= West Papua Liberation Organization =

The West Papua Liberation Organisation (WPLO; Organisasi Pembebasan Papua Barat; OPPB) is an organisation based in Lusk, Wyoming, United States, promoting the self-determination of West Papuans through separatism from Indonesia.

==History==
The WPLO was first established by students at the University of Paradise, Youth West Papua at the initiative of John Anari, ST on July 22, 2002 using the name of Youth and Student Association Natives West Papua (West Papuan Indigenous Students and Youth, AWPISY). This was changed in 2008 to WPIO (West Papuan Indigenous Organization) and then again in 2009 to WPLO (West Papua Liberation Organisation).

The WPLO officially declared simultaneously an International Day of Indigenous Peoples (Indigenous Peoples) on August 9, 2009 through an event in Church Worship Lahai Roi, Mansinam Island, led by the Chairman of the Congregation for the support Mansinam Island village head Mansinam Mr. Rumbrawer and Chief Arfak Mountains, Mr. Keliopas Meidodga.

The WPLO officially registered as a CSO (Civil Society Organization) in the Economic and Social Council of the United Nations (United Nations Economic and Social Council) in December 2010. It works together with the UN High Commissioner for Human Rights (Organization of the United Nations High Commissioner for Human Rights) at the UN Headquarters in Geneva, Switzerland.
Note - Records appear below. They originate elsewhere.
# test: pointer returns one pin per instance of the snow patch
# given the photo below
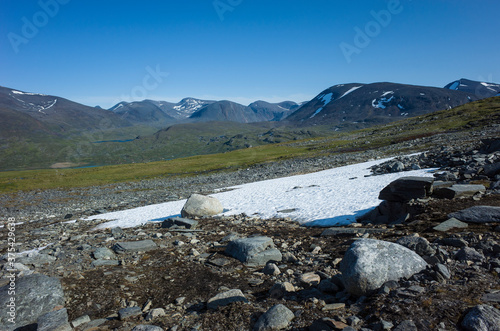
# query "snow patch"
(381, 103)
(350, 91)
(326, 198)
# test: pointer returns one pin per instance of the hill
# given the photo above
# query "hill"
(480, 89)
(363, 105)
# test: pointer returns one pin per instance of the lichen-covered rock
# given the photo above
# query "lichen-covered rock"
(369, 263)
(199, 206)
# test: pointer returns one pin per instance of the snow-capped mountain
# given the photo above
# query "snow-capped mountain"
(367, 104)
(480, 89)
(25, 114)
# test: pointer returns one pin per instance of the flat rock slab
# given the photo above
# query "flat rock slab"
(134, 246)
(350, 231)
(278, 317)
(254, 251)
(369, 263)
(178, 221)
(459, 190)
(482, 318)
(199, 206)
(452, 223)
(54, 321)
(478, 214)
(35, 295)
(226, 298)
(125, 313)
(407, 188)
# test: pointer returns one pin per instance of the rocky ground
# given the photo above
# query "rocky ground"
(174, 279)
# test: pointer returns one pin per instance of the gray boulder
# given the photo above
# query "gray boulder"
(452, 223)
(459, 190)
(199, 206)
(278, 317)
(407, 188)
(180, 222)
(482, 318)
(226, 298)
(134, 246)
(369, 263)
(143, 327)
(54, 321)
(254, 251)
(419, 245)
(104, 253)
(36, 295)
(478, 214)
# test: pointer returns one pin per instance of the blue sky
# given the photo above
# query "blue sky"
(102, 52)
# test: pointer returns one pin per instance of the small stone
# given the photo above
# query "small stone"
(143, 327)
(310, 279)
(482, 318)
(271, 269)
(125, 313)
(334, 306)
(279, 290)
(134, 246)
(469, 254)
(452, 223)
(154, 313)
(54, 321)
(80, 321)
(407, 325)
(226, 298)
(277, 317)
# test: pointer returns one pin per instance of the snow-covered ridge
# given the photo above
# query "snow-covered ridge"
(326, 198)
(25, 93)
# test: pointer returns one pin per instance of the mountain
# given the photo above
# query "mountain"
(273, 111)
(28, 113)
(179, 111)
(480, 89)
(227, 111)
(362, 105)
(142, 112)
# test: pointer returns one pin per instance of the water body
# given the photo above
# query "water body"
(113, 141)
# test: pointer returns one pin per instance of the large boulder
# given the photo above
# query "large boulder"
(35, 295)
(369, 263)
(278, 317)
(407, 188)
(478, 214)
(254, 251)
(199, 206)
(482, 318)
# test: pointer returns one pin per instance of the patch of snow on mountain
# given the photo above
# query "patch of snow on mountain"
(327, 98)
(380, 103)
(25, 93)
(326, 198)
(350, 91)
(317, 112)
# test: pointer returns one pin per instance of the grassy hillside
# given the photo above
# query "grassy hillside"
(467, 117)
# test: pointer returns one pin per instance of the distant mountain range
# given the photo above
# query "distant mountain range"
(41, 131)
(342, 106)
(480, 89)
(196, 110)
(368, 104)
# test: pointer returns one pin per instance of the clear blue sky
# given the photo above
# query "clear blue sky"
(99, 52)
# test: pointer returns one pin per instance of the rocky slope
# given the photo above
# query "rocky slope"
(181, 276)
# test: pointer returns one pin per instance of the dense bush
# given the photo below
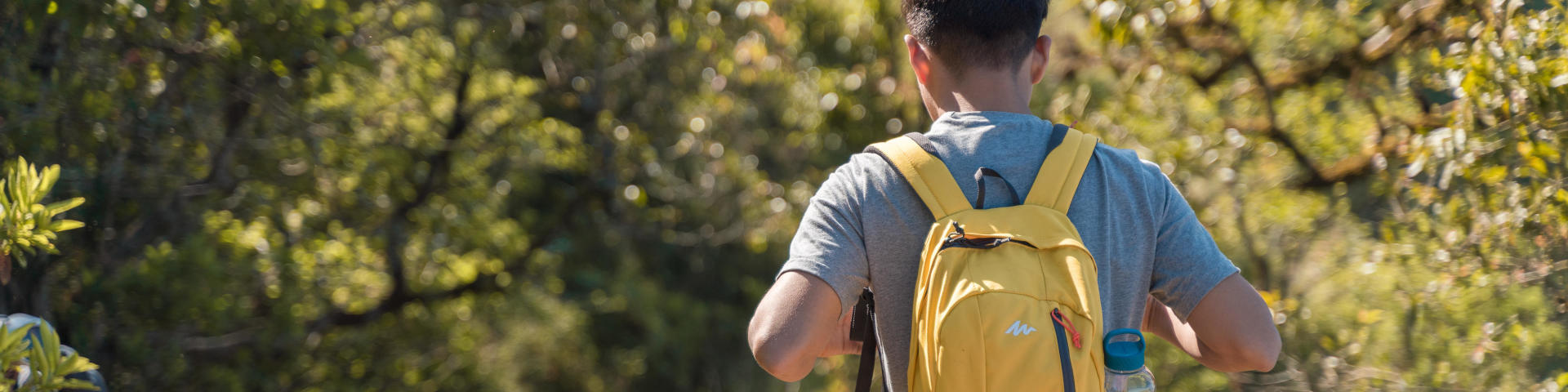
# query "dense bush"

In addition, WPLO promotes self-determination annually at the UN Permanent Forum Session on Indigenous Populations (United Nations Permanent on Indigenous Issues) at United Nations Headquarters in New York, USA, as well as the General Assembly of the United Nations High Commissioner for Periodic Human Rights (Universal periodic Review of the UN OHCHR) at the UN headquarters in Geneva, Switzerland.

The WPLO seeks to promote the self-determination of West Papuans by the International Covenant on Civil Rights and Political Section 1 and the United Nations Declaration on the Rights of Indigenous Peoples, as well as Article 3 of Law No. 12 In 2005 of the Republic of Indonesia on the Ratification of the International Covenant on Civil Rights and Politics.